IVG is the method, most advanced in mice, by which gametes are derived from pluripotent stem cells (capable of giving rise to several different cell types) or embryonic stem cells. IVG in humans could potentially allow for never-before used methods of procreation.
Research suggests that whilst not yet advanced enough on human cells, IVG for reproduction may one day be possible in humans.
Using a relational autonomy framework, Professor Sonia Suter from George Washington University is analysing the potential benefits and harms of IVG, which depend on the social, scientific, and legal contexts in which it is used.
Several groups of people could potentially use IVG for reproduction: those who cannot conceive for physical reasons, same-sex couples, postmenopausal women or premenarche girls, and groups of more than two - multiplex parenting.
Same-sex couples must currently rely on gamete donors when using assisted reproductive technologies (ART) such as artificial insemination or IVF with a surrogate.
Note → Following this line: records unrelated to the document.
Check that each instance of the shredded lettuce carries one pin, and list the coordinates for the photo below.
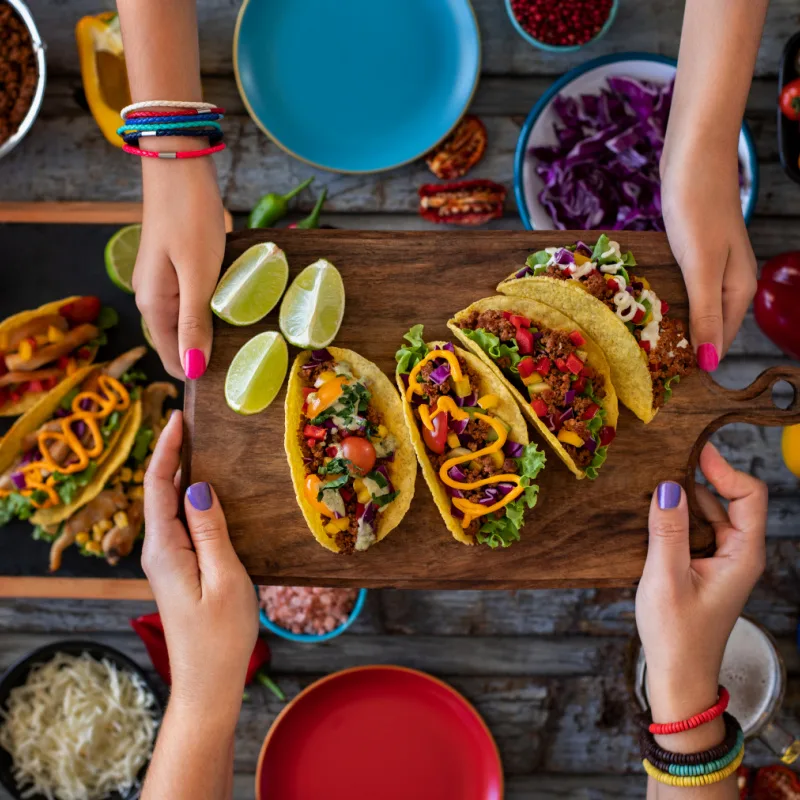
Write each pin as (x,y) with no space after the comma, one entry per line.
(505,531)
(408,356)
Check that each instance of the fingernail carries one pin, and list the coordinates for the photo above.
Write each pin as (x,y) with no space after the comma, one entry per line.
(199,495)
(707,357)
(194,363)
(669,495)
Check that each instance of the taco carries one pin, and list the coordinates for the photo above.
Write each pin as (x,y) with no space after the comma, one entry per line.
(59,457)
(556,373)
(471,441)
(40,348)
(648,352)
(349,453)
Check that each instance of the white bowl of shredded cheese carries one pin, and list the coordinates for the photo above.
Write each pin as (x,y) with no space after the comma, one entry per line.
(78,721)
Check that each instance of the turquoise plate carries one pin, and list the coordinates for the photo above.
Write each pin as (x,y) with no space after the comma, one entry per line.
(356,86)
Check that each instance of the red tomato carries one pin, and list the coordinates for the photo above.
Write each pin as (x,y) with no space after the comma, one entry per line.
(80,311)
(360,452)
(437,438)
(790,100)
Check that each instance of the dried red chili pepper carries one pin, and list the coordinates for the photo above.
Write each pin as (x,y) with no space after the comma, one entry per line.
(460,151)
(151,631)
(462,203)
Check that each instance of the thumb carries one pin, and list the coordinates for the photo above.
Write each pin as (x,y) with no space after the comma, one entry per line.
(208,529)
(668,549)
(194,330)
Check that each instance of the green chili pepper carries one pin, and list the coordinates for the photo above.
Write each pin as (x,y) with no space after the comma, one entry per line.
(312,220)
(272,207)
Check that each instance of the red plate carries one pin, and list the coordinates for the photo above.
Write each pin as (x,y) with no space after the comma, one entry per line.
(379,732)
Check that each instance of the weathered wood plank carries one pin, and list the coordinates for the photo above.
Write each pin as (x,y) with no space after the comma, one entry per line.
(653,27)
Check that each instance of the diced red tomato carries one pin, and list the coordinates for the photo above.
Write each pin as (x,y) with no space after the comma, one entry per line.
(80,311)
(607,434)
(574,364)
(543,365)
(539,407)
(576,337)
(525,341)
(437,438)
(591,410)
(315,432)
(526,367)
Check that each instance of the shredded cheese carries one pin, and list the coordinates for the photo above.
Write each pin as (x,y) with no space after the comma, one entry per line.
(78,729)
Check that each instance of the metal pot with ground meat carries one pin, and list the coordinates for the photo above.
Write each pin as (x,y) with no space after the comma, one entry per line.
(22,73)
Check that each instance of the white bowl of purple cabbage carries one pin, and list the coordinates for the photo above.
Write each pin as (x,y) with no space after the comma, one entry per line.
(587,157)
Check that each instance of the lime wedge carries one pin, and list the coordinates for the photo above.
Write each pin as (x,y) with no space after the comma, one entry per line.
(121,253)
(256,373)
(313,307)
(252,286)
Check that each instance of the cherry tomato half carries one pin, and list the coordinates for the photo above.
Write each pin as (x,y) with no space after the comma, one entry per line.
(360,453)
(436,439)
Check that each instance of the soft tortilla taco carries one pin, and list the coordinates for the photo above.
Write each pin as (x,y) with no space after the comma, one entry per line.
(556,373)
(40,348)
(647,351)
(350,456)
(58,458)
(471,441)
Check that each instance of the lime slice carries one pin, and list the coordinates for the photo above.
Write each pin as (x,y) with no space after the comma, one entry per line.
(313,307)
(252,286)
(256,373)
(121,253)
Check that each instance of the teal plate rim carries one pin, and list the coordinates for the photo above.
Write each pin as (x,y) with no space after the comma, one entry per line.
(264,129)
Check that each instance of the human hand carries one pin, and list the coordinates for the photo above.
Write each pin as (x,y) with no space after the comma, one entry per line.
(206,600)
(703,217)
(686,608)
(180,255)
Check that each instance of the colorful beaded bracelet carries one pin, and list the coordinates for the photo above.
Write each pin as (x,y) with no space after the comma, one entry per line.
(693,780)
(701,769)
(653,752)
(206,151)
(661,729)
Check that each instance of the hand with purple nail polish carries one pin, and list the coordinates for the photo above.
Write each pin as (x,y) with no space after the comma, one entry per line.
(685,607)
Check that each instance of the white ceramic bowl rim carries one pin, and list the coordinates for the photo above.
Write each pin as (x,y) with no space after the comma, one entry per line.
(747,152)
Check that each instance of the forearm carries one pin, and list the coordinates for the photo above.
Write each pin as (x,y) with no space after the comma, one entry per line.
(719,44)
(193,759)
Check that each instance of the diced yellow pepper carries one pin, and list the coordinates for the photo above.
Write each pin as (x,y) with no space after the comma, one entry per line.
(121,519)
(54,334)
(570,437)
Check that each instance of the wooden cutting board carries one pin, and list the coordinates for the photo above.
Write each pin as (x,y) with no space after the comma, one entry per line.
(580,533)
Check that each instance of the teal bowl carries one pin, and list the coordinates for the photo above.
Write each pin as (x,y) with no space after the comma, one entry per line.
(311,638)
(554,48)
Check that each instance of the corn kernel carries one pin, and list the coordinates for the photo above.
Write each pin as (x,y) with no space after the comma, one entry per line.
(54,334)
(121,519)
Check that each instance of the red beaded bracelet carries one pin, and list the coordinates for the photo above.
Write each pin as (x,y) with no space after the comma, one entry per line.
(697,720)
(182,112)
(206,151)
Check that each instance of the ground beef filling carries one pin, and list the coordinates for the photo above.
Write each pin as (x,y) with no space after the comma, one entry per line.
(669,360)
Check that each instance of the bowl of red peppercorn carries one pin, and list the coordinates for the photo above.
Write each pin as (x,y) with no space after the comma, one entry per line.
(22,73)
(562,26)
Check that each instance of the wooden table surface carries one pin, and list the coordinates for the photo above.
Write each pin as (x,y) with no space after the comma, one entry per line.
(545,668)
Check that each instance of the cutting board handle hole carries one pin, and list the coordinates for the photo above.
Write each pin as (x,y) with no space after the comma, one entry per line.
(783,394)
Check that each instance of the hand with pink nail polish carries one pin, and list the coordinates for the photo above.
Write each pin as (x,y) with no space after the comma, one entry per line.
(685,607)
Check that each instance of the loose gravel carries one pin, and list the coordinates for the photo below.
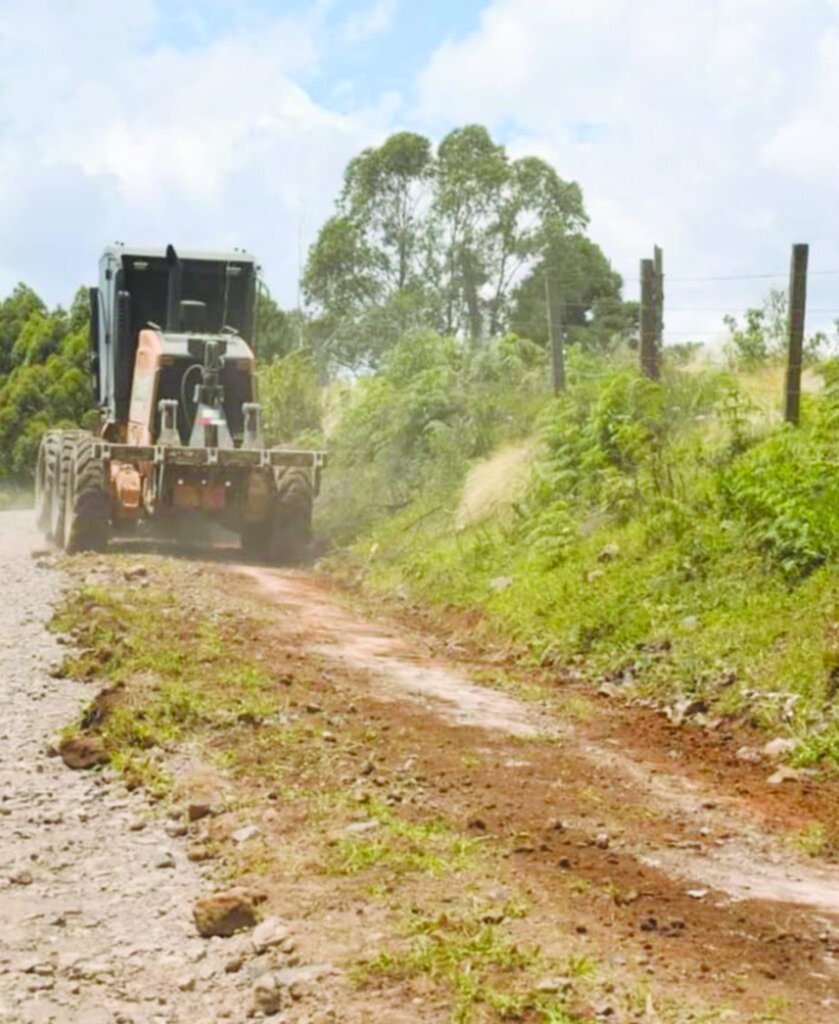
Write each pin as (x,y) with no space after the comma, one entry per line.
(95,895)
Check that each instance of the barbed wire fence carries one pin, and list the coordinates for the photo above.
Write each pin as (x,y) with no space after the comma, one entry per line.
(651,278)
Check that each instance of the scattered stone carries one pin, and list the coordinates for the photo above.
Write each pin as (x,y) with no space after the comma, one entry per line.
(779,748)
(267,996)
(197,811)
(360,827)
(235,964)
(83,752)
(224,913)
(749,756)
(244,834)
(269,934)
(164,858)
(786,774)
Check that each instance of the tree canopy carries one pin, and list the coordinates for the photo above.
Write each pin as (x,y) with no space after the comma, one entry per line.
(43,375)
(458,240)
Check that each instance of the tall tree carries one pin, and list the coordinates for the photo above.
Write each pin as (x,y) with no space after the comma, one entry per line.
(438,239)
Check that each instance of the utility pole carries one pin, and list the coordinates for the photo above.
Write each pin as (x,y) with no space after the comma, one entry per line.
(649,361)
(554,302)
(795,331)
(658,267)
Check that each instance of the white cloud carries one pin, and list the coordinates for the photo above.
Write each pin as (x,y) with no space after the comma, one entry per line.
(682,121)
(806,144)
(111,134)
(373,20)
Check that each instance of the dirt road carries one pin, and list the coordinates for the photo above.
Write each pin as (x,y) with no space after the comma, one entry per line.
(95,894)
(407,790)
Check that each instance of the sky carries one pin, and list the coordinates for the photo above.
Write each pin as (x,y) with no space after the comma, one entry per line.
(709,127)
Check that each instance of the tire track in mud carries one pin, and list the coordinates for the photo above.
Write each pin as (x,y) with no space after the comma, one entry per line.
(747,867)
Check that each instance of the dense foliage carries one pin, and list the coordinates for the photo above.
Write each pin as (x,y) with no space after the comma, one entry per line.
(674,539)
(43,376)
(413,428)
(459,239)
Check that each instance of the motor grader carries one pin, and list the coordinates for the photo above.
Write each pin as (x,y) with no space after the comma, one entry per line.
(179,438)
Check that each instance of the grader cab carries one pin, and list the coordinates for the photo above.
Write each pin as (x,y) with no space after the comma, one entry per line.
(180,435)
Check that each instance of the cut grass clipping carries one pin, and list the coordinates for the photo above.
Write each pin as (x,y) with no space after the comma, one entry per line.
(170,672)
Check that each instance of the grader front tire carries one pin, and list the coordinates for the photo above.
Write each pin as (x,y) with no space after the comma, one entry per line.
(85,524)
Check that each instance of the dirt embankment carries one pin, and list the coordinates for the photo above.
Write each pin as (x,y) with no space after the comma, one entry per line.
(441,847)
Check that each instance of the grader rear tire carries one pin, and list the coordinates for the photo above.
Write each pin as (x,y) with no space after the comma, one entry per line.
(85,521)
(292,526)
(46,479)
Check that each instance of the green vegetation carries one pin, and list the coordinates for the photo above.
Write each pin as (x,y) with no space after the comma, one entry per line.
(487,974)
(167,678)
(397,847)
(671,539)
(456,240)
(43,377)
What distinguishes IVG from current ART is that it would allow such couples to have biologically related children without using gamete donors, researchers said.
Suter also discussed the implications of 'perfecting reproduction' with IVG.
"IVG could play a role in efforts to have a healthy or enhanced child" by making prenatal selection "much easier and more robust," she said.
It could, for example, be used to create many more embryos for preimplantation genetic diagnosis than we can today, vastly refining the ability to select embryos.
Perhaps most crucial to the future use of IVG, as she also points out, are the potential risks of the procedure.
"The only way to demonstrate the effectiveness and safety of these techniques in humans is to use in vitro gametes to try to produce viable offspring in controlled settings - when and if we deem it sufficiently safe to do so," she said.
The study was published in the Journal of Law and the Biosciences.